Helgen later identified one of the species after seeing a photograph of the gliding ring-tailed possum in the wild. He recognized it as one of the species Aplin had previously classified as extinct.

That moment required sharp-eyed expertise — a scientist looking at an image of a living animal and connecting it, across years and continents, to fossils described by a colleague from teeth found in the ground. It is the kind of recognition that comes only from deep knowledge and careful study.

A Jar on a University Shelf

The pieces of the puzzle continued falling into place through both old and new channels.

Researchers discovered two preserved specimens of the pygmy long-fingered possum in a jar at the University of Papua New Guinea. These specimens provided evidence that the species had survived more recently than previously believed.

Two small marsupials, preserved and sitting in a university collection, held quiet proof that a species declared extinct had in fact persisted.

Additional evidence confirming the pygmy long-fingered possum’s survival came from an unexpected source: citizen scientist Carlos Bocos, who posted photographs of the animal on the platform iNaturalist.

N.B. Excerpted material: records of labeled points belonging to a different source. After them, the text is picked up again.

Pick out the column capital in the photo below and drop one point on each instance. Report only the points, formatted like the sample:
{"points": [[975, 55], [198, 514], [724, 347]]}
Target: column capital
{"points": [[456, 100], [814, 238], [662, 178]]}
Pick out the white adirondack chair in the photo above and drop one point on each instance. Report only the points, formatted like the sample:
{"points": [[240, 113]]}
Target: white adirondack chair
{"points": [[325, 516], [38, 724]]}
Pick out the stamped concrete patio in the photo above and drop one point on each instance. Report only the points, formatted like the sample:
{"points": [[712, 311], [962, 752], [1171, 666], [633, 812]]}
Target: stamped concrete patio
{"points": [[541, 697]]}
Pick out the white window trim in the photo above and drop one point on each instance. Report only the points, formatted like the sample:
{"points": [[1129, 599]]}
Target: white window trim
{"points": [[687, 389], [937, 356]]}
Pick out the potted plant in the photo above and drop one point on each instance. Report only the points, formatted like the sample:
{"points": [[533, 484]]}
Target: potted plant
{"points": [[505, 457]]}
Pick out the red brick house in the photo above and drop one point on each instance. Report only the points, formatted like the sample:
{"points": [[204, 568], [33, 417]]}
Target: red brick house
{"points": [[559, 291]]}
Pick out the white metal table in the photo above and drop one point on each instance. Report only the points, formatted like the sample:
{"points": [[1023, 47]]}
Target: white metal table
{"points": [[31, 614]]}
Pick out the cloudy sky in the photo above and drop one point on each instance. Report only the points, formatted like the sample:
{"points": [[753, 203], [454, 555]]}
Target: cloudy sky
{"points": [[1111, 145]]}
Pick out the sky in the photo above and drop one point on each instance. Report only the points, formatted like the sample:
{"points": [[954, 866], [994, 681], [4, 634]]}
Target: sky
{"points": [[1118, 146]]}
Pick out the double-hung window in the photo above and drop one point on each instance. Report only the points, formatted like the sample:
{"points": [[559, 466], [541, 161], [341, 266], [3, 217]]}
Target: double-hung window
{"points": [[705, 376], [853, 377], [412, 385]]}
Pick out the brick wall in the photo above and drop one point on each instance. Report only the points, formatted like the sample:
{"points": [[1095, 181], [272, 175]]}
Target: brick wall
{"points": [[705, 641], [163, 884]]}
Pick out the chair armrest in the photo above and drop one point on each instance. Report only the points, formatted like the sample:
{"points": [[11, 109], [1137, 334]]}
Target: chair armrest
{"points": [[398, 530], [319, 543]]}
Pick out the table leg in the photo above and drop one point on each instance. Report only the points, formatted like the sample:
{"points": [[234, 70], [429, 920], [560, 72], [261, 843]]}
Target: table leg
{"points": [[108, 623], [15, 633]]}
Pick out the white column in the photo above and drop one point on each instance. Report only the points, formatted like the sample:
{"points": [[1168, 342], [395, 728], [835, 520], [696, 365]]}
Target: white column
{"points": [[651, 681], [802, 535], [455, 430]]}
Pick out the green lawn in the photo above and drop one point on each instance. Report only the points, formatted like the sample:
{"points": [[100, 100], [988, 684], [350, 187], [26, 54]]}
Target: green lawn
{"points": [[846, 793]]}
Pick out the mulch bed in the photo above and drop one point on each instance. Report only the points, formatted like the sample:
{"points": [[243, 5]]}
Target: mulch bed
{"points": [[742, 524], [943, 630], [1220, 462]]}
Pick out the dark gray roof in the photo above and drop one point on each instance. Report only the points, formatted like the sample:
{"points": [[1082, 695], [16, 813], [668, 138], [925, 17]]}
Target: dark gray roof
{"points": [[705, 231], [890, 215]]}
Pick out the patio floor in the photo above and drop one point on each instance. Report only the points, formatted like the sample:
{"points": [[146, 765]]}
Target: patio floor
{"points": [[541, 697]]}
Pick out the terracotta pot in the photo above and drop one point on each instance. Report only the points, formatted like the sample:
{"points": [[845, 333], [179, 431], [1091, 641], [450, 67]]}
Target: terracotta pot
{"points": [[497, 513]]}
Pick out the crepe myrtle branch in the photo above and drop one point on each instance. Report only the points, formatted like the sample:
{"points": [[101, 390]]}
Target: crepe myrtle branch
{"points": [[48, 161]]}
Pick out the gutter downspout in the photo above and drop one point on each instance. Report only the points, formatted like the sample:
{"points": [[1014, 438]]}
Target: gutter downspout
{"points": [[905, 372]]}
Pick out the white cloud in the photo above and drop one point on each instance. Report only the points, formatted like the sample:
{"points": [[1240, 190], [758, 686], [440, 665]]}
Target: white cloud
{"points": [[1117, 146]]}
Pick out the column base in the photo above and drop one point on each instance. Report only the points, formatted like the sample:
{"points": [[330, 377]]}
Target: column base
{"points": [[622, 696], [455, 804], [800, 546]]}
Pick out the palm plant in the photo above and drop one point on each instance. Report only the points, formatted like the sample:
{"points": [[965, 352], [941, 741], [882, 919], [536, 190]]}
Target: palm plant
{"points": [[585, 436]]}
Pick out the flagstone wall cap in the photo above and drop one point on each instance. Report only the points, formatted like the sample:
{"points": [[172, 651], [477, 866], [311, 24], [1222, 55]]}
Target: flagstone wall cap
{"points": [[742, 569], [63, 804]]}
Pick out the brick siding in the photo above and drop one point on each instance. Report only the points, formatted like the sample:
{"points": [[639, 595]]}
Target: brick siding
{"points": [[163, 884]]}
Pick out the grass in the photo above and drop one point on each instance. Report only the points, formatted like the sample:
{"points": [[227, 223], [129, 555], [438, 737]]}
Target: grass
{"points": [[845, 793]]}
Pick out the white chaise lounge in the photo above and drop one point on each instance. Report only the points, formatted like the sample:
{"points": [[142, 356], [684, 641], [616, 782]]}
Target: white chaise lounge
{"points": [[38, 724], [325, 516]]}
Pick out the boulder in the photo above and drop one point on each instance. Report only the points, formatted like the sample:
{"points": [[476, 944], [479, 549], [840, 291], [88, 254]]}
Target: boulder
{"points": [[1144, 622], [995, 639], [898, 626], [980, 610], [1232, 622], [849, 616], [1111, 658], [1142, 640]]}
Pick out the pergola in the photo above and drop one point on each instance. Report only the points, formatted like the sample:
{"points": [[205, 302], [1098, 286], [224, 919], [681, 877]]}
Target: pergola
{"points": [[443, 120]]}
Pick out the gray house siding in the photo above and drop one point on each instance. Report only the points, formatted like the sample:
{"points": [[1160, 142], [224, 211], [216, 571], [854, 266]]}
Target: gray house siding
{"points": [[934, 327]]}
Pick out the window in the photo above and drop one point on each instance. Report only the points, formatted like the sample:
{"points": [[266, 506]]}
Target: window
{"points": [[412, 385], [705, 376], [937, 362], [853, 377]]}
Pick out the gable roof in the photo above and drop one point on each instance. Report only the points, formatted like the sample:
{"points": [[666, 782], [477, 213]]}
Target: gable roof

Bocos later became a co-author on the study documenting the species’ survival. That recognition speaks to the vital role everyday observers can play in advancing scientific knowledge.

Platforms like iNaturalist allow people around the world to contribute their observations. In this case, a photograph posted online helped confirm the survival of a species thought to have vanished millennia ago.

Indigenous Communities Were Essential

Perhaps the most meaningful thread in this story involves the Indigenous communities who helped make the confirmation possible.

Indigenous communities in the Tambrauw and Maybrat regions of West Papua assisted scientists in identifying the animals based on their knowledge of the marsupials’ behavior and lifestyle. Their contributions were not incidental — they were essential.

These communities carried knowledge about these creatures that Western science had not yet caught up to, knowledge rooted in generations of living alongside the animals in their natural habitat.

The collaboration highlights something researchers across many disciplines have increasingly come to recognize: Indigenous ecological knowledge can be a powerful complement to formal scientific methods.

A Story Built From Unlikely Clues

The confirmation of these two species came not from a single breakthrough but from an accumulation of evidence spanning decades and continents.

Ancient teeth from an archaeological dig. A photograph recognized by the right scientist at the right moment. Preserved specimens found in a jar at a university. Pictures posted online by a curious observer. And the quiet, enduring knowledge of the people who share the forest with these animals.

Each piece of evidence, on its own, told only part of the story. Together, they confirmed that two species thought to have vanished 7,000 years ago are still out there.

In a time when headlines about the natural world often carry a heavy sense of loss — vanishing species, shrinking habitats — this discovery offers something different.

Helgen said the rediscovery demonstrates that “extinction can be averted,” adding, “It’s a message of hope, one of second chances.”

Production of this article included the use of AI. It was reviewed and edited by a team of content specialists.